You are viewing a plain text version of this content. The canonical link for it is here.

Posted to java-user@lucene.apache.org by julien Blaize <ju...@gmail.com> on 2017/10/24 15:04:33 UTC

How to use Hunspell dictionary to do the reverse of stemming ?

Hello,

i am lookingfor a way to efficiently do the reverse of stemming.
Example : if i give to the program the verb "drug" it will give me
"drugged', "drugging", "drugs", "drugstore" etc...

I have used the program wordforms from hunspell to generate all possibles
combinations of the input word (even all the ridiculous one's that does not
match a real word). The i use org.apache.lucene.analysis.hunspell.Dictionary
class to check if the word exists and map to the original word.
This is really long and not efficient.

I was looking at the internals of the Dictionary class and saw the use of
patterns and FST (finite state machine). This seems a very efficient way to
check for the stem of a word. But i was unable to find a way to do the
reverse operation.

I am wondering if anyone has tried to do something similar ? Can someone
who understand FST and the usage of patterns in the Dictionary class give
me hints of wether what i am trying to do is possible and will be efficient
?

Kind Regards.

--
Julien Blaize

Re: How to use Hunspell dictionary to do the reverse of stemming ?

Posted by Robert Muir <rc...@gmail.com>.

On Tue, Oct 24, 2017 at 11:04 AM, julien Blaize <ju...@gmail.com> wrote:
> Hello,
>
> i am lookingfor a way to efficiently do the reverse of stemming.
> Example : if i give to the program the verb "drug" it will give me
> "drugged', "drugging", "drugs", "drugstore" etc...

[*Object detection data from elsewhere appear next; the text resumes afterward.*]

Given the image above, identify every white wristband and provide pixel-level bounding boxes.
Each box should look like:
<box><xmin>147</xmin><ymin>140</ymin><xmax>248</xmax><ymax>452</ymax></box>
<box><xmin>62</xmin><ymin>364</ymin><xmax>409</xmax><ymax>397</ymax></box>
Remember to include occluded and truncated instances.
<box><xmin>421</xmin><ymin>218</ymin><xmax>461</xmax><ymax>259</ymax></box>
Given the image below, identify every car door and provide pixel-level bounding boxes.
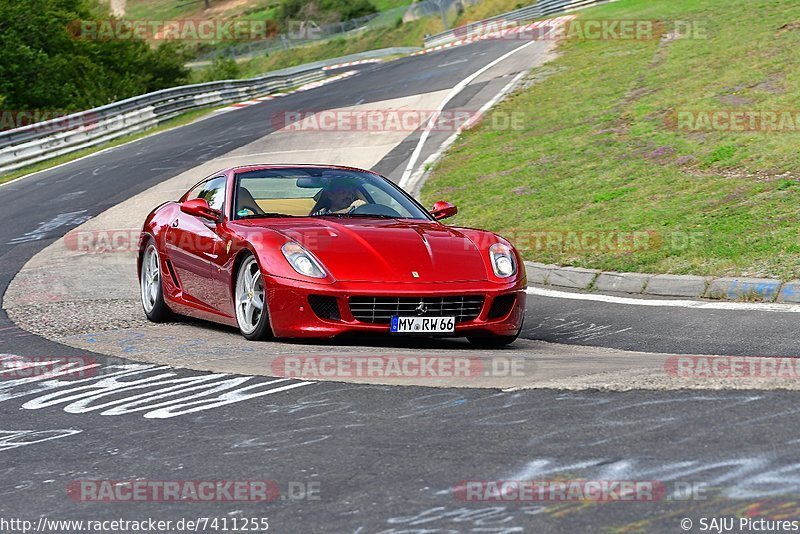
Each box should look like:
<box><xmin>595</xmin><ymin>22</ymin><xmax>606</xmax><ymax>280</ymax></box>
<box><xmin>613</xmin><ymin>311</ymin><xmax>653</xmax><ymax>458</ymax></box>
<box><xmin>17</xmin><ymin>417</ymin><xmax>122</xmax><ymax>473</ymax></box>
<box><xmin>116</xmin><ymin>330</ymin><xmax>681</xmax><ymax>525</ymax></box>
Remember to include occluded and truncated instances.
<box><xmin>166</xmin><ymin>176</ymin><xmax>225</xmax><ymax>309</ymax></box>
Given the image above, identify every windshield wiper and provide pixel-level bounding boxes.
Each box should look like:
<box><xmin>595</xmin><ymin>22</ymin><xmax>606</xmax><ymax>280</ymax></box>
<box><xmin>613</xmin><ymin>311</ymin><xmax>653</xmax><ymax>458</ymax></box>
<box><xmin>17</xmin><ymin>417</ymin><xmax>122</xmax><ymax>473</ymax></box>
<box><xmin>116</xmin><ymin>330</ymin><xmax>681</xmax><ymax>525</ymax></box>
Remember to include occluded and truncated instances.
<box><xmin>314</xmin><ymin>213</ymin><xmax>403</xmax><ymax>219</ymax></box>
<box><xmin>237</xmin><ymin>213</ymin><xmax>297</xmax><ymax>220</ymax></box>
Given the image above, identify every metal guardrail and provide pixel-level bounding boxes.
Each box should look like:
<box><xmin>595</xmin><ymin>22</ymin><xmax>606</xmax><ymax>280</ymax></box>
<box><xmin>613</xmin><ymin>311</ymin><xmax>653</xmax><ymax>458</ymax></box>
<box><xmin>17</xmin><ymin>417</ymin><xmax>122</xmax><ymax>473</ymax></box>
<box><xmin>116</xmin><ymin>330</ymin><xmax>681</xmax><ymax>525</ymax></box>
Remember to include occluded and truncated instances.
<box><xmin>425</xmin><ymin>0</ymin><xmax>614</xmax><ymax>48</ymax></box>
<box><xmin>190</xmin><ymin>6</ymin><xmax>408</xmax><ymax>66</ymax></box>
<box><xmin>0</xmin><ymin>48</ymin><xmax>408</xmax><ymax>174</ymax></box>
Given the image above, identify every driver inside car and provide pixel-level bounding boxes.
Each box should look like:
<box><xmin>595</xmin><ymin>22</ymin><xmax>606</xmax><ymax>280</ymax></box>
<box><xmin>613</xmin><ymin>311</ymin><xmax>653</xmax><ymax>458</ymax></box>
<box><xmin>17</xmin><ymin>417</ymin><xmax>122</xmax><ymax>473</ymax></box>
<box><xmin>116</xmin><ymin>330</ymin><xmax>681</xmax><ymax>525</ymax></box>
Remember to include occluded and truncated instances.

To generate the list up-front (for all words), maybe look at the morph
generation code here and modify to your needs:
https://github.com/hunspell/hunspell/blob/master/src/tools/analyze.cxx
Then maybe try adding this to a lucene SynonymMap which will store
this in an FST with deduplication etc and may be reasonably efficient
(its just a large synonym dictionary at that point).
If you generate to wordnet or solr synonyms format there are already
parsers for those, so that may be easiest.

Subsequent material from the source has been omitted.